Opinion
February 19, 1991
Appeal from the Supreme Court, Queens County (Kassoff, J.).
Ordered that the judgment is reversed, on the law, with costs, and the matter is remitted to the Supreme Court, Queens County, for a new hearing on the issue of physical contact with an alleged hit-and-run vehicle.
It was reversible error to admit into evidence a copy of a police accident report, since the investigating officer did not witness the accident and could not identify with any specificity the sources of hearsay information contained in the report (see, Gagliano v Vaccaro, 97 A.D.2d 430; Avram v Haddad, 88 A.D.2d 942; Clarke v Nadel, 50 A.D.2d 851). For similar reasons, the officer's opinion as to the cause of the accident based upon inadmissible hearsay, should also have been stricken (see, Casey v Tierno, 127 A.D.2d 727). Since the court based its findings of credibility and its determination of the facts partly on the basis of this erroneously admitted evidence, a new hearing is required.

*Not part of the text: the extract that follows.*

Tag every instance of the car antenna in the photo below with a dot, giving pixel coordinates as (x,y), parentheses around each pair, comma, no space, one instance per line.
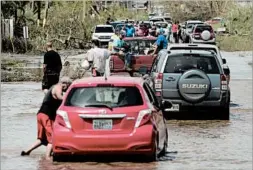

Moreover, the court erred in finding that the appellant had failed to report the hit-and-run accident to the police within 24 hours after the accident. The record shows that the police were on the scene within minutes of the accident and that a police accident report was completed the same day. It is immaterial that the report failed to make reference to physical contact (see, Matter of MVAIC [Lupo], 18 A.D.2d 717, affd 13 N.Y.2d 1017; Matter of Empire Mut. Ins. Co. [Zelin], 120 A.D.2d 365), or failed to specifically label the accident as a "hit-and-run" (see, Matter of Boxill v MVAIC, 33 A.D.2d 13; Matter of Hanavan [MVAIC], 33 A.D.2d 1100). Bracken, J.P., Kooper, Harwood and Balletta, JJ., concur.